Я рассказал ему о том, что встретил свою мать с птичьим клювом.
— Это диббук, — сообщил он. — Некто, укравший тело твоей матери. Надеюсь, ты не попался им на удочку?
— Конечно, нет.
— Ужасное место, — сказал он. — А откуда ты идешь?
Я колеблюсь, название ускользает от меня. Не очень уверенно отвечаю:
— Из Вены.
Он морщится:
— Тоже не лучшее место. Ну что ж, желаю удачи.
Я расстаюсь с ним, и вскоре болотистый лес становится суше и в конце концов превращается в выжженную землю, усыпанную белыми черепами. Много часов бреду я по этой бесплодной земле. Из марева на горизонте возникают две фигуры, они движутся в мою сторону. Когда они приближаются, я, к своему удивлению, узнаю Марту и Минну.
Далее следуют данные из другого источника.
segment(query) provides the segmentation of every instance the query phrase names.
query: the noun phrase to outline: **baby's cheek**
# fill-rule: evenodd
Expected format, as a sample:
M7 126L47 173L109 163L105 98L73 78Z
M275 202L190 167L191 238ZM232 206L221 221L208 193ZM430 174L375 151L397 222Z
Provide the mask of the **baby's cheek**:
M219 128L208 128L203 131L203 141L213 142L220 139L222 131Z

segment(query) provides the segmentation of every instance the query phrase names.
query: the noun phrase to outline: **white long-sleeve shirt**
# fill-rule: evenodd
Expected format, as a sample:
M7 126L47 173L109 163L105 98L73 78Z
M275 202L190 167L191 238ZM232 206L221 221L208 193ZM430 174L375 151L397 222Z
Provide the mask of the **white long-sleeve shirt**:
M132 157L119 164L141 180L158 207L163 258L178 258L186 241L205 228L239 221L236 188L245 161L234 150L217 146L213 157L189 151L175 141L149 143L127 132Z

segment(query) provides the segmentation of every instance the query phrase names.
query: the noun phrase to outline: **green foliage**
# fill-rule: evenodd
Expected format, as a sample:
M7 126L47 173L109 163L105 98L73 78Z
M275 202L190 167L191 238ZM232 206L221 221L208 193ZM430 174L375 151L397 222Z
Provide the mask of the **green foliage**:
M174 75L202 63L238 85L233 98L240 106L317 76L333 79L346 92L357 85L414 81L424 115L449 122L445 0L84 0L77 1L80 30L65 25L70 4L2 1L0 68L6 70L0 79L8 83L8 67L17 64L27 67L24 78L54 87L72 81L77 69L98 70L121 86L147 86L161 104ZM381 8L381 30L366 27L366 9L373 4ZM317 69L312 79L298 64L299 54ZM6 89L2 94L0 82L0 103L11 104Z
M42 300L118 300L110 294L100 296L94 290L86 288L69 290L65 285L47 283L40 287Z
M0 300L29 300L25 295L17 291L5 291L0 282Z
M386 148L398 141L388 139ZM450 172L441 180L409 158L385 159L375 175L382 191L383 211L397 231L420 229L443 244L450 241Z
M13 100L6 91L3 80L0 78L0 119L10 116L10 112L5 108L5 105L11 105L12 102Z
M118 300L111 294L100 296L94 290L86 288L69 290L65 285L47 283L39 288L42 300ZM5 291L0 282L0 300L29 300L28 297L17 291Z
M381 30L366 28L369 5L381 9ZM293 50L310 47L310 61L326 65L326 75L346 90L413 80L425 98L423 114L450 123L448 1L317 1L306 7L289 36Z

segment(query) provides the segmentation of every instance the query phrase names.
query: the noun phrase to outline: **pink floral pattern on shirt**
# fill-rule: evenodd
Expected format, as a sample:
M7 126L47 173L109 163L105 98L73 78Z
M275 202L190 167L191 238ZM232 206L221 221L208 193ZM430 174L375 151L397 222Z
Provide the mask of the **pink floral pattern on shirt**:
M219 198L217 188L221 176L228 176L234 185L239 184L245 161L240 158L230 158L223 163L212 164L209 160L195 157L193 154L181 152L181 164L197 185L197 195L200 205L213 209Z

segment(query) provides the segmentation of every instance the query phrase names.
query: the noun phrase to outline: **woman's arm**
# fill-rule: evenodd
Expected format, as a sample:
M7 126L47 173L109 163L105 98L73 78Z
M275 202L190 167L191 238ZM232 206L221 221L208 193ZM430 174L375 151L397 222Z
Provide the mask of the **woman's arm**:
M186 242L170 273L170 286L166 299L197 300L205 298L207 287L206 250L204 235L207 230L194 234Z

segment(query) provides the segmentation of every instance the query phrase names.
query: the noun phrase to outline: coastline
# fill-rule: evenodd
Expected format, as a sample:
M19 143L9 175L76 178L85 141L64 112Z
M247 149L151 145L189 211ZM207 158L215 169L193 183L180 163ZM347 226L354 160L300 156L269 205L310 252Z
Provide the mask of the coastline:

На руках у Марты малютка Анна. У сестер измученный вид.
Почему они здесь? Почему не предупредили меня, что придут?
Судя по их возбуждению и радостным жестам, они вроде бы нашли колодец. Пытаюсь подбежать к ним, но не могу сдвинуться с места, мои ноги словно припаяны к земле. С ощущением беспомощности приходит страх: я знаю, что на дне колодца лежит питон Юлунга.
Как говорится, тут я уже был.
Женщины разожгли костер и набрали овощей, чтобы их сварить. К несчастью, все овощи вываливаются из котла и исчезают в песке. Женщины безутешны.
Марта укачивает Анну (чего в действительности никогда не делала). Минна сидит на корточках над колодцем. У нее из пизды (используя слово, пользоваться которым ее научил Флисс) хлещет кровь. Я рад, что у нее менструация.
Небо темнеет; льет дождь, сверкают молнии. Сестры танцуют и поют вокруг костра, пытаясь согреться. Они так увлечены, что не замечают, как из колодца вылезает гигантский питон Юлунга. Я вижу его, но, охваченный ужасом, не могу закричать и предупредить их.